Additionally, Lupfer posted eight 20-point games during conference play, and failed to score in double digits just once out of 18 contests. Four times she hit seven 3-pointers in a single game, and Lupfer’s figure of accounting for 27.5 percent of Boise State’s total points per game (18.9 of 68.8 ppg) ranked third in the conference behind only Fresno State’s Candice White (29.0 percent) and Air Force’s Immel (28.9 percent).

For all games, Lupfer ranks 11th in the country in 3-pointers made with 108, and eighth in 3-point field-goal percentage (46.0).

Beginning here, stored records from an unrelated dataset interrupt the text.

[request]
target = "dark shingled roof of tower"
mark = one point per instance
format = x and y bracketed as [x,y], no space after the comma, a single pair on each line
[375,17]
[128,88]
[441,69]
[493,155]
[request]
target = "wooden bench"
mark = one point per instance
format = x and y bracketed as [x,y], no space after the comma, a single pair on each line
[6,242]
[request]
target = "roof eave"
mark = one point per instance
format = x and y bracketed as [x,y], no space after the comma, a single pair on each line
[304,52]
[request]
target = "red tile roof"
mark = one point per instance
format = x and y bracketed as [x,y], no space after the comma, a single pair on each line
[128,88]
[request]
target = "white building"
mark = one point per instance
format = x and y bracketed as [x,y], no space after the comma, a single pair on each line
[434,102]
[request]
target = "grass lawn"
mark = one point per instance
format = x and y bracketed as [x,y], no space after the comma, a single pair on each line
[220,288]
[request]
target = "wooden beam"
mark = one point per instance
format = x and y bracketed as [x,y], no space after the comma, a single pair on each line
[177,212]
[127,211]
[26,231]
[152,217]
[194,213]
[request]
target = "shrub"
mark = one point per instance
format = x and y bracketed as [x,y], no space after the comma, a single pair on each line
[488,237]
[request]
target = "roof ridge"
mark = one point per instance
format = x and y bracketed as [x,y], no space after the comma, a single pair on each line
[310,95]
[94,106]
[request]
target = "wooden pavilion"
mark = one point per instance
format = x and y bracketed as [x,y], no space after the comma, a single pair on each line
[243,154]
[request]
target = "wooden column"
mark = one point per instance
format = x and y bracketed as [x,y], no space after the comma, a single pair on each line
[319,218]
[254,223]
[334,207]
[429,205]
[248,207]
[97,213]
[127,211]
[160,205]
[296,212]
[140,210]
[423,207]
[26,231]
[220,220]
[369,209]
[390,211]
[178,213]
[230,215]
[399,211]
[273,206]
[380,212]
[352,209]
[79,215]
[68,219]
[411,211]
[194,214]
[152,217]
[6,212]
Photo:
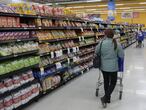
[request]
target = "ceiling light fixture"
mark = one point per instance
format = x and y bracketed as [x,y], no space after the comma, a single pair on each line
[119,4]
[142,3]
[94,1]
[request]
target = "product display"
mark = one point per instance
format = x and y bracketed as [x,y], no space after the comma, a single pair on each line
[14,35]
[10,66]
[55,34]
[16,48]
[15,82]
[43,47]
[19,98]
[50,82]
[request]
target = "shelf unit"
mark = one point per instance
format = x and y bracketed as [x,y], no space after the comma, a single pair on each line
[64,69]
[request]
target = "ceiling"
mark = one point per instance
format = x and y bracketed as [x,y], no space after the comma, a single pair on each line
[92,6]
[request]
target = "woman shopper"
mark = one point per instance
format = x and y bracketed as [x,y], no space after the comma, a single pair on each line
[140,38]
[109,50]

Her 108 3-pointers are a Boise State single-season record, and she is just three away from eclipsing the single-season Mountain West record of 110, set by Utah’s Iwalani Rodrigues in 2010-11. Lupfer leads the Broncos with 16.3 points per game, shooting 47.5 percent from the field and 93.6 from the line.

Hermida enjoyed her finest season in a Boise State uniform in 2017-18, averaging career bests in scoring (10.6 ppg), rebounding (5.4 rpg), and assists (4.93 apg). Over the 18-game conference season, Hermida ranked third in the Mountain West with 4.61 assists per game, and 18th in scoring at 10.6 points per game.

Coming off of a summer in which she earned a FIBA U20 Women’s European Championship gold medal for Spain, Hermida took on a vital leadership role for the Broncos this season, handling point-guard duties for the first month of the season while Braydey Hodgins recovered from a preseason injury. She continued to play in the point-guard role part-time after Hodgins’ return, crossing over from her usual role as a second shooting guard, alongside Lupfer. Her versatility was a boon to the Boise State offense, as Hermida scored in double figures nine times in conference play, and dished out at least five assists on seven occasions, highlighted by a a program single-game record 14 on Jan. 24 at San Jose State.

Hermida was named Mountain West Player of the Week for the first time in her career on Feb. 12, after she averaged 23.5 points and 4.5 rebounds while shooting 57.7 percent over wins against New Mexico (Feb. 7) and Utah State (Feb. 10). Her performance that week set up the wins that opened Boise State’s current seven-game winning streak.